Murals have a longer and more diverse history than any other kind of painting. From the very first scene sketched on the wall of a cave to modern subway graffiti, humans have felt compelled to paint their surroundings. Since any artistic decoration on a wall or ceiling can be classified as a mural, this category of artwork includes a vast variety of techniques, medium, and styles.
  1. Cave Art

    • Although there is some debate, most historians agree that the beautiful images of horses and lions on the walls of Chauvet cave in France are the oldest preserved pieces of human artwork at approximately 32,000 years old. To create their murals, early cave artists drew in clay, scratched with flint, or crushed colorful minerals to create pigments. iron oxide makes a red color. Cave painting reached an apex with the Magdalenians, who lived throughout Europe from 18,000 to 10,000 B.C.

    The Ancient World

    • Murals held an important place in Greek, Roman and Egyptian art. Egyptian tombs dating from around 3150 B.C. often contained wall art depicting gods, goddesses and royalty. Religious murals have also been found in China and India.
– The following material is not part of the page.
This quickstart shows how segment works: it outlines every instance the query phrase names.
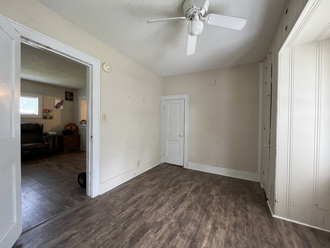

The first known frescoes, or murals done in wet plaster, come from Greece in 1500 BC. When Mount Vesuvius erupted in A.D. 79, the ash preserved a variety of Roman frescoes, including vivid landscapes on the walls of houses in the town of Pompeii.

    The Renaissance

    • Michelangelo's Sistine Chapel ceiling is perhaps the world's most famous mural, and was completed between 1508 and 1512. Other Italian fresco masters include Giotto, Raphael, and Tiepolo. The Arena Chapel in Padua, Italy, exhibits some of the finest examples of Giotto's fresco art. Most Renaissance frescoes were commissioned by wealthy families or the church and the vast majority depicted religious or mythological subjects.

    The Mexican Mural Movement

    • In the early 20th century, mural painting gained political significance in Mexico after the country's revolution. Diego Rivera is perhaps the most famous Mexican muralista. A series of murals he painted at the Mexico City Ministry of Education celebrated Mexican heritage and culture. This revolutionary artist once painted a picture of Lenin at the Rockefeller Center in New York City and refused to remove it when authorities objected, according to "The Mexican and Chicano Mural Movements" by Maria Cardalliaguet Gomez-Malaga.

    The Great Depression

    • During the Great Depression in the 1930s and '40s, United States president Franklin D. Roosevelt commissioned public art in addition to parks and dams. The Federal Art Project, part of the Works Progress Administration, paid unemployed artists to paint upwards of 1,000 murals in post offices across the United States. These murals had to follow government guidelines and usually depicted local town history.

    The 21st Century

    • Today, the walls of cities around the world often contain advertising, graffiti or both. Although not always considered art, graffiti is a kind of urban mural echoing humankind's first handprints on cave walls. One modern artist, Julian Beever, has taken murals to a new level by painting sidewalk art that looks three-dimensional from certain angles. Large advertisements attached outside a building are called "wallscapes," and while not always classified as murals, certainly take the place of them in many cities.